That dedication has clearly paid off for Martin, who’s thrown herself wholeheartedly into training at Perth’s Wolf’s Den gym, under coach Stephen Walton.

“I kind of rearranged my life a little bit and I started taking training a bit more seriously and I’ve got to here.”

“It’s been a bit of a whirlwind really over the last couple of years. I never expected to be where I am but it’s great. I’m pretty happy with it,” she laughs.

Pro debut

Now the fun really begins for Martin, as she eyes her competition at ONE’s talent-rich women’s strawweight division.

For obvious reasons, there’s been no word yet one where, when or, against who Martin will make her promotional debut, but, studious as ever, she’s already started doing some homework on potential adversaries.

But in reality, the 27-year-old isn’t fussed about who her first-up opponent is. She just wants to get back into the routine of fight camp – her own special and somewhat twisted version of a ‘happy place’.

“During fight camp I thrive. I’m the best version of myself possible. Knowing the routine and planning out my training for the week and being so dedicated to it… working the mental aspect in.”

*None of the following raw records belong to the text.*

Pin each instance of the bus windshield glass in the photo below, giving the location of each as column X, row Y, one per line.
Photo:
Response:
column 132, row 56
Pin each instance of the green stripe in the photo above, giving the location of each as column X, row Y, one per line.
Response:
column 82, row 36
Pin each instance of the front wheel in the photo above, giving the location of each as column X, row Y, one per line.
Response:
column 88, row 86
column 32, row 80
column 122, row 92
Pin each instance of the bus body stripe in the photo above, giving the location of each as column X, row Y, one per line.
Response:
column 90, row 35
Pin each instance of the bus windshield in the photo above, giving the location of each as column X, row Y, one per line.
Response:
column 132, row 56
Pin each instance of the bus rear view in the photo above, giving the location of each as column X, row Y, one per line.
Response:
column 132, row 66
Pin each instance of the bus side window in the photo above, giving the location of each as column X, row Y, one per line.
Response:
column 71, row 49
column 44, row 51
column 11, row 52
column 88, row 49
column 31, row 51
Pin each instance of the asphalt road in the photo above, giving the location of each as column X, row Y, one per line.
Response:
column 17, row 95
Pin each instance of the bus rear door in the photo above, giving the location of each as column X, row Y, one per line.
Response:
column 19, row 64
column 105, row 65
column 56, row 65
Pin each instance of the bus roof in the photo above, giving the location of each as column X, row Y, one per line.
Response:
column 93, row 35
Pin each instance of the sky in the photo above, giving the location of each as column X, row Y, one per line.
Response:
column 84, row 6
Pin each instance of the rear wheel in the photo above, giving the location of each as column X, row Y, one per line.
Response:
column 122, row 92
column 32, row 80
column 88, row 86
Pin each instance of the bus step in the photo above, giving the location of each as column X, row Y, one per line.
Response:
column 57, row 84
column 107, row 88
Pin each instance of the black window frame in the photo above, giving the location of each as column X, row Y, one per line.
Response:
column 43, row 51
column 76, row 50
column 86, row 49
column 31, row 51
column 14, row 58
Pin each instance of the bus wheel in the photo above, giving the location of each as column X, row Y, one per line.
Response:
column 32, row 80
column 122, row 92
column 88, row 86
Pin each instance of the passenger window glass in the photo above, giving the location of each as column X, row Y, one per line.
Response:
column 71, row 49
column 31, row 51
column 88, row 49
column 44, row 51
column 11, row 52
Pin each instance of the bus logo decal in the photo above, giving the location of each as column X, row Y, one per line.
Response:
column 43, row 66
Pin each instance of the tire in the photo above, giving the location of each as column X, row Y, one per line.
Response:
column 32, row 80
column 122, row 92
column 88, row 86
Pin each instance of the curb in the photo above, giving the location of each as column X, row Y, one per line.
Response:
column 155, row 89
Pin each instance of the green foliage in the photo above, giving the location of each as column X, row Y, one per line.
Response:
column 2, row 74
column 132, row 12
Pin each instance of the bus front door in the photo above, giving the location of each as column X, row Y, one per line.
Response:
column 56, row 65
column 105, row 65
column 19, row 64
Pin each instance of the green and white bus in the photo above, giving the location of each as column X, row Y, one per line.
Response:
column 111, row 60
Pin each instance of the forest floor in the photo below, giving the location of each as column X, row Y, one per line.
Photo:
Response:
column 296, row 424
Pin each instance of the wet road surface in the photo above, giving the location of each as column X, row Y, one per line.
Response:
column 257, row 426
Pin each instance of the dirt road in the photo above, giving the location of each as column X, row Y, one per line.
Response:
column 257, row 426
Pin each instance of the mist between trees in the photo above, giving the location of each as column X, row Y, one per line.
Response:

“It’s just constantly trying to better yourself. I love the dedication and the routine and just pushing yourself to those boundaries.”

It goes without saying that the grappling specialist embraces the unique mental challenges that come with life as a professional fighter. Martin has certainly come a long way since she walked into the gym with a friend five years ago to sample a kickboxing fitness class.

“As soon as I started MMA I knew that it was what I wanted to do. There’s something about it. It’s a bug.”

“Now I want to see where this takes me, do the best that I can and represent Australia and my gym as well as I can.”